The issue isn’t with data that can never be represented as FHIR resources; rather, it’s data that isn’t currently represented as FHIR resources. Part of this reflects unfinished work on covering all aspects of the OpenMRS model and the other (likely larger and longer tail) of data from custom modules created by orgs & implementations that may not have the expertise or resources to coerce their data into FHIR resources.

LOL. No worries. I hope you’re enjoying your vacation and not reading this reply

dkayiwa · August 30, 2020, 10:25pm

I get tempted to feel that we are over designing this and making it more complicated than our current needs. Having a shared solution which simply has flattened tables for our complex EAV model, and ways of incrementally updating data in these flattened tables, would be enough for the first version of our analytics engine. In this first version, i would not even be bothered with potential data from implementation specific modules. Not even anything to do with FHIR. All these are for now, nice to haves, for successive iterations of the analytics product. Having such a quick, simple, and immediately usable solution rolled out to implementations, will help us get real practical feedback to guide our subsequent iterations, instead of taking long to start, because of spending time on imaginary, theoretical, or possibly future requirements.

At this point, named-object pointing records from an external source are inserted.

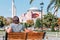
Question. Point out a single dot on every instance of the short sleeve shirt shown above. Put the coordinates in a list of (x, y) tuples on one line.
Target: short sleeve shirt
[(17, 27)]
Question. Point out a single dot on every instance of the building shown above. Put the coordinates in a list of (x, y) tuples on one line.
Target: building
[(31, 14)]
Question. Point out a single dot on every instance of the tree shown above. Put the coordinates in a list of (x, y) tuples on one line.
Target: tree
[(50, 21), (56, 5), (38, 23)]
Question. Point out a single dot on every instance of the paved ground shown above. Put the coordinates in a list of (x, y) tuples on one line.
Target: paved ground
[(50, 36)]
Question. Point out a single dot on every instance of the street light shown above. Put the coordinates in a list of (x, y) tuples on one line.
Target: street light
[(41, 4)]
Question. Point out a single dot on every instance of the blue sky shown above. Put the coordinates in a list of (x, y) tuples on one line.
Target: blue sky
[(21, 6)]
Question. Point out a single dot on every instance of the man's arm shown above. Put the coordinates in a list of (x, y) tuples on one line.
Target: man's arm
[(8, 30)]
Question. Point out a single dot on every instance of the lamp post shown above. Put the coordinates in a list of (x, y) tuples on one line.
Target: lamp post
[(41, 4)]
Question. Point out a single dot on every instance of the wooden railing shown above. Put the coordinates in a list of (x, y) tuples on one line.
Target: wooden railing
[(26, 36)]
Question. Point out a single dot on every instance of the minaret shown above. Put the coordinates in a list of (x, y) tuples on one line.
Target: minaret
[(13, 9)]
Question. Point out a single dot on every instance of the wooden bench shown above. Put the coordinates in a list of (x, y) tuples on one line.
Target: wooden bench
[(17, 36), (35, 36)]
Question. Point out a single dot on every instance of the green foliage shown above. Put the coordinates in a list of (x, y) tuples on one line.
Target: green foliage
[(55, 3), (38, 23)]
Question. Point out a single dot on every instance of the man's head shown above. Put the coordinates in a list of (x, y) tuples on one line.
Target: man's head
[(15, 20)]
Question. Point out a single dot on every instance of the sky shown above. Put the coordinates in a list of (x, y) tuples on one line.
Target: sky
[(21, 6)]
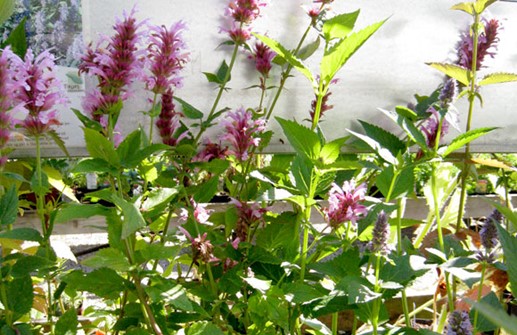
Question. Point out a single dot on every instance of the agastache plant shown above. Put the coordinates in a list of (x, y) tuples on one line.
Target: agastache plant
[(116, 66)]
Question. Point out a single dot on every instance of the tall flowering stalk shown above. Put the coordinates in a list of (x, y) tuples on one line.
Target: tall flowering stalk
[(116, 66), (345, 204), (166, 56), (242, 133), (240, 15), (8, 87), (474, 47)]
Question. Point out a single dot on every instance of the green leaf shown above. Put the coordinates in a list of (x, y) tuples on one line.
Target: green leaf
[(9, 206), (22, 234), (109, 257), (309, 49), (287, 55), (93, 165), (133, 219), (69, 212), (20, 295), (303, 140), (190, 111), (406, 112), (339, 26), (58, 141), (337, 56), (6, 10), (204, 328), (398, 185), (67, 323), (86, 121), (465, 138), (454, 71), (497, 78), (498, 316), (18, 39), (331, 150), (103, 282), (100, 147), (509, 244)]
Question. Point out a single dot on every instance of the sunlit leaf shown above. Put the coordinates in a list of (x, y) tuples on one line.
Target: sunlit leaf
[(337, 56), (454, 71), (287, 55), (340, 25), (497, 78), (465, 138)]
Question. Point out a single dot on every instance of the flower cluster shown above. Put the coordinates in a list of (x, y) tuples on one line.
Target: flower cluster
[(242, 132), (459, 323), (167, 57), (242, 14), (39, 92), (116, 66), (345, 204), (7, 89), (487, 42)]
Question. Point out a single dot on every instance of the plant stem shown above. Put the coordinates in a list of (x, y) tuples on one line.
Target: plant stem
[(220, 93), (480, 292), (472, 97)]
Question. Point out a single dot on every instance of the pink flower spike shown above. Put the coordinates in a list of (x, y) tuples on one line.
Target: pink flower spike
[(167, 56), (344, 204), (40, 92), (242, 132)]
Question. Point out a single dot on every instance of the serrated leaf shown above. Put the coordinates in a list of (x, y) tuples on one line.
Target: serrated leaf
[(308, 50), (58, 141), (86, 121), (454, 71), (9, 206), (331, 150), (337, 56), (99, 146), (303, 140), (340, 25), (287, 55), (67, 323), (465, 138), (6, 9), (109, 257), (56, 180), (190, 111), (497, 78), (17, 39)]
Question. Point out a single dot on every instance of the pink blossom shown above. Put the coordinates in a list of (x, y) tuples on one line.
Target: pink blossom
[(8, 87), (166, 56), (211, 151), (168, 121), (263, 56), (241, 14), (487, 43), (40, 92), (202, 249), (117, 62), (242, 132), (344, 203)]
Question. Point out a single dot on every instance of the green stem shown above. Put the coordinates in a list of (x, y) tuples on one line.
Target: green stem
[(480, 292), (335, 318), (220, 93), (472, 97)]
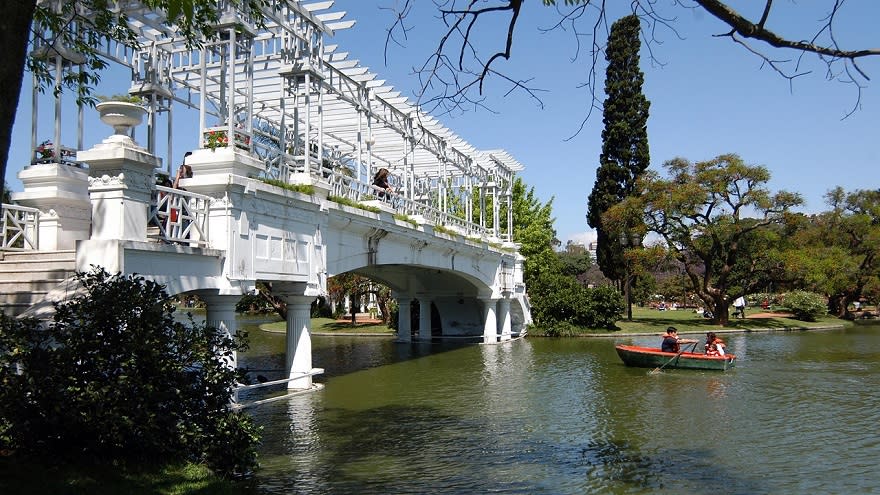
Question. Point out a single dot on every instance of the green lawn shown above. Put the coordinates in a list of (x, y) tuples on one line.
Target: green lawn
[(329, 325), (22, 477), (647, 320)]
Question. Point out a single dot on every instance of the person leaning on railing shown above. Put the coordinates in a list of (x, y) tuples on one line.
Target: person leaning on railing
[(380, 181)]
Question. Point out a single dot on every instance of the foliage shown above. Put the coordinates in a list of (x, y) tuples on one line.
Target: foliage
[(445, 230), (625, 154), (838, 252), (406, 218), (699, 213), (114, 377), (575, 260), (35, 477), (354, 204), (564, 300), (35, 34), (355, 286), (301, 188), (606, 307), (807, 306)]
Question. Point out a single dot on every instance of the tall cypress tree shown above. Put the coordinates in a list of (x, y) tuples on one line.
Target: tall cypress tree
[(625, 153)]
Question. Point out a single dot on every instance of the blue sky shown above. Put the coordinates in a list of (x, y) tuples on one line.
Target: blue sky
[(709, 97)]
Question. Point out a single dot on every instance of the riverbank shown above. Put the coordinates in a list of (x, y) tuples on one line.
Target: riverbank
[(364, 326), (648, 321), (645, 322)]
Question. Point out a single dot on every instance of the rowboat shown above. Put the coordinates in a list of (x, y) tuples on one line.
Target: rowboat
[(651, 357)]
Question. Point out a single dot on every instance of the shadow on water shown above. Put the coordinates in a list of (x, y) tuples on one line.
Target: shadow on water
[(383, 450)]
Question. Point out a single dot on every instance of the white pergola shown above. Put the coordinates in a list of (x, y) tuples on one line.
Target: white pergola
[(303, 105)]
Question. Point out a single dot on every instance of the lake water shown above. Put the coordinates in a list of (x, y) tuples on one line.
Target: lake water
[(798, 414)]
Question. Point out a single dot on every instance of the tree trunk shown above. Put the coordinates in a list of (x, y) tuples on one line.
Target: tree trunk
[(15, 22), (837, 305), (720, 313)]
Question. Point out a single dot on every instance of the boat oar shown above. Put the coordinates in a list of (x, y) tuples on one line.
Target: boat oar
[(673, 358)]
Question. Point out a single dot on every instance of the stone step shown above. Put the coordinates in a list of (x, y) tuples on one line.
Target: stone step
[(27, 277), (16, 256)]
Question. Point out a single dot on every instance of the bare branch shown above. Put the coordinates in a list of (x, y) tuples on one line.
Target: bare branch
[(457, 82)]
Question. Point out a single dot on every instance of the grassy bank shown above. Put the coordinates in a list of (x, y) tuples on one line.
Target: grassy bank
[(331, 326), (33, 478), (652, 321)]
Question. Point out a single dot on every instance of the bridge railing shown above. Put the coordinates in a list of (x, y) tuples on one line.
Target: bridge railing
[(357, 191), (21, 228), (179, 216)]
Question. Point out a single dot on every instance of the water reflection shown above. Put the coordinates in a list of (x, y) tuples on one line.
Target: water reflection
[(565, 416)]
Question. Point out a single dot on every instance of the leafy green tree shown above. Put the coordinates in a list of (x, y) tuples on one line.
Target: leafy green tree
[(837, 252), (73, 29), (625, 154), (699, 213), (807, 306), (576, 260), (114, 377), (466, 61), (355, 285)]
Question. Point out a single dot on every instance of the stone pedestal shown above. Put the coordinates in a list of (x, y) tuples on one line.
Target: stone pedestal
[(425, 318), (504, 318), (404, 319), (61, 193), (490, 321), (120, 185)]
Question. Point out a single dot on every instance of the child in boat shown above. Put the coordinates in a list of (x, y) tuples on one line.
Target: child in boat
[(671, 342), (714, 345)]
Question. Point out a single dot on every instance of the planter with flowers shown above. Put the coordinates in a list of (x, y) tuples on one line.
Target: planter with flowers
[(47, 152), (122, 112), (218, 137)]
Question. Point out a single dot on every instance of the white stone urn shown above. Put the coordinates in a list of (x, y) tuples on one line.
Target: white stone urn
[(121, 115)]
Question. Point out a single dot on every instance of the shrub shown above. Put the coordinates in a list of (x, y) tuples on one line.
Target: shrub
[(114, 377), (560, 298), (806, 306), (606, 306)]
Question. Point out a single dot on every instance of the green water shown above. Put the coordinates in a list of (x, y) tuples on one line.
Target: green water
[(797, 415)]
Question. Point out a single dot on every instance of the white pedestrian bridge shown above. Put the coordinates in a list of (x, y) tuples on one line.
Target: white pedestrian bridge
[(288, 200)]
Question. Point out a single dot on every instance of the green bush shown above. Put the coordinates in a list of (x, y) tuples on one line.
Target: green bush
[(806, 306), (114, 377), (560, 298), (606, 306)]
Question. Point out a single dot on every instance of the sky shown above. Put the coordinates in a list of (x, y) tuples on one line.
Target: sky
[(708, 97)]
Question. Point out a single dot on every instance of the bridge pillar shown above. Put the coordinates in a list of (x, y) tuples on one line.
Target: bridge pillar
[(299, 341), (504, 318), (404, 319), (424, 318), (220, 314), (490, 321)]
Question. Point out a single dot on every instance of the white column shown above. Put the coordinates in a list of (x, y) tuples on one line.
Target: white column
[(404, 329), (120, 185), (425, 318), (504, 318), (490, 322), (61, 193), (299, 341)]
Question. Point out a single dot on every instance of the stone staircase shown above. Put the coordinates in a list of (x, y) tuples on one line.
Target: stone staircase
[(26, 277)]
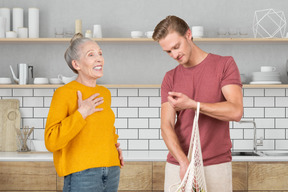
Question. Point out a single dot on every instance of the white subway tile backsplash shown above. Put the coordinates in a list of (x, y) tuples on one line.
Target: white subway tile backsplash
[(127, 92), (274, 92), (33, 102), (138, 123), (265, 123), (157, 145), (47, 101), (43, 92), (115, 110), (121, 123), (249, 133), (149, 112), (138, 144), (119, 102), (242, 144), (19, 98), (123, 144), (128, 133), (149, 92), (253, 92), (267, 145), (253, 112), (282, 102), (274, 133), (238, 125), (274, 112), (33, 122), (282, 123), (26, 112), (39, 134), (248, 101), (155, 123), (149, 133), (5, 92), (127, 112), (41, 112), (138, 101), (264, 102), (113, 92), (236, 133), (282, 144), (154, 101), (22, 92)]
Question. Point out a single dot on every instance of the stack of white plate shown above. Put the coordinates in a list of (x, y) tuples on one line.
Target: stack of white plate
[(271, 77)]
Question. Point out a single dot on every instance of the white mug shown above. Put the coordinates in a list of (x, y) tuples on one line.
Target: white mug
[(11, 34), (136, 34), (22, 32), (149, 34), (97, 31), (267, 68)]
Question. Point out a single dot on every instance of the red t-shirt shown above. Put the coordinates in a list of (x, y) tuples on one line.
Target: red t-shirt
[(203, 83)]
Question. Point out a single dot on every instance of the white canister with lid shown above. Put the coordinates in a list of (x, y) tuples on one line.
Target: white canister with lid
[(88, 34)]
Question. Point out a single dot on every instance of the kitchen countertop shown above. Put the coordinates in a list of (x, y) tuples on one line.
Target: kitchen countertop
[(128, 156)]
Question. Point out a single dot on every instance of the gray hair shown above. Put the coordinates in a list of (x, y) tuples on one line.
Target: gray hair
[(73, 51)]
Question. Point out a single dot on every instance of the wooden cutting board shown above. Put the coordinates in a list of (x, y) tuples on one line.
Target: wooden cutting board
[(9, 121)]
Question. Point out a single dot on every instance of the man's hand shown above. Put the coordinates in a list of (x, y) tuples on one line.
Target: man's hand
[(183, 168), (180, 101), (117, 145)]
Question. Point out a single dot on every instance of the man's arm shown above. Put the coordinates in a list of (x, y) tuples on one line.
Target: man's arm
[(229, 110), (168, 115)]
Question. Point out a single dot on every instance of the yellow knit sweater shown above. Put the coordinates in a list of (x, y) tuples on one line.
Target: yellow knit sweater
[(78, 144)]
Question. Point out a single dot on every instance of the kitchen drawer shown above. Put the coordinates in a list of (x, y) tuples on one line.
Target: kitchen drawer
[(239, 176), (268, 176)]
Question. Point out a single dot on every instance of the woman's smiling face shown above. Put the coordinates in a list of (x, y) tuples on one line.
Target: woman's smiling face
[(91, 61)]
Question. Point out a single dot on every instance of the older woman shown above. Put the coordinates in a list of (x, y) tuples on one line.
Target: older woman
[(80, 125)]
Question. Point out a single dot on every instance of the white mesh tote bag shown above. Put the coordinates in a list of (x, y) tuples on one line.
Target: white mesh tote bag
[(194, 179)]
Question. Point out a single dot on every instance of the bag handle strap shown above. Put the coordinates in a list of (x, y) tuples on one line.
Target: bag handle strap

@aojwang you did something along those lines for KenyaEMR. Only that it was not a shared solution and it lacked features like how to incrementally get changes. But it worked, to the extent that it served better for ad-hock reporting than the default openmrs data model.

With the above background, i answer by saying that yes, we need a schema (simply flattened versions of tables like obs, and a few others) for the first release!

ssmusoke · August 31, 2020, 5:42pm

Right on the money!!

The ability to leverage reporting and querying on these flattened tables would be great addition to reduce the pain of reporting

bashir · September 9, 2020, 4:43pm

Hi all, I am back from vacation and great to see this conversation going forward. I will try to summarize/respond a few points in one [long] post. First to simplify, I use these three terms: “updater” reads from OpenMRS and pushes new data to “data-warehouse” accordingly; the “reporter” is anything that works off of the data in the data-warehouse.

Re. schema and flexibility of no schema: Sure, having no schema perhaps may simplify updater logic and data-warehouse changes for custom data/modules but it has the down-side of making reporter more complex for reasons I mentioned before. So if we have an imaginary module X with custom data, just pushing X’s data into data-warehouse is usually not enough and we need to make assumptions about its structure to use it in reporter. I prefer those assumptions to be clearly defined as an schema in the data-warehouse rather than hard-to-find pieces of code logic.
Re. a simple flattened schema that @dkayiwa suggested: Yes AFAIK there have been multiple attempts for creating such simplified schema for analytics. @aojwang’s work you mentioned is one example. There are at least two other major efforts by AMPATH and PIH that I am aware of (and I am sure there are more examples). The key point is adoption by everyone. I feel spending more time on agreeing on a shared schema is not wise (it would not be easy to find a schema that meets everyone’e needs). So instead of that, I am proposing to pick a standard that is already there (SQL-on-FHIR) and build a prototype for PEPFAR indicator calculation on top of that. The benefit of relying on standards is that we ignore the time-consuming task of agreeing on a schema and can move forward faster. Plus, it potentially helps us using tools on top of the standards, for example there are tools for FHIR to OMOP which means with not-too-much effort we can do OpenMRS->OMOP. We can revisit this decision when we have some prototype.
For custom data that is either not yet converted to FHIR or will never be, there is always the option of adding new tables in the data-warehouse. I don’t feel that it is a huge challenge because there is obviously a schema in the source (i.e., OpenMRS). That said, for anything FHIR convertible, the long-term plan should be to implement the FHIR translation for that custom/module data too. This will make updater logic simpler too.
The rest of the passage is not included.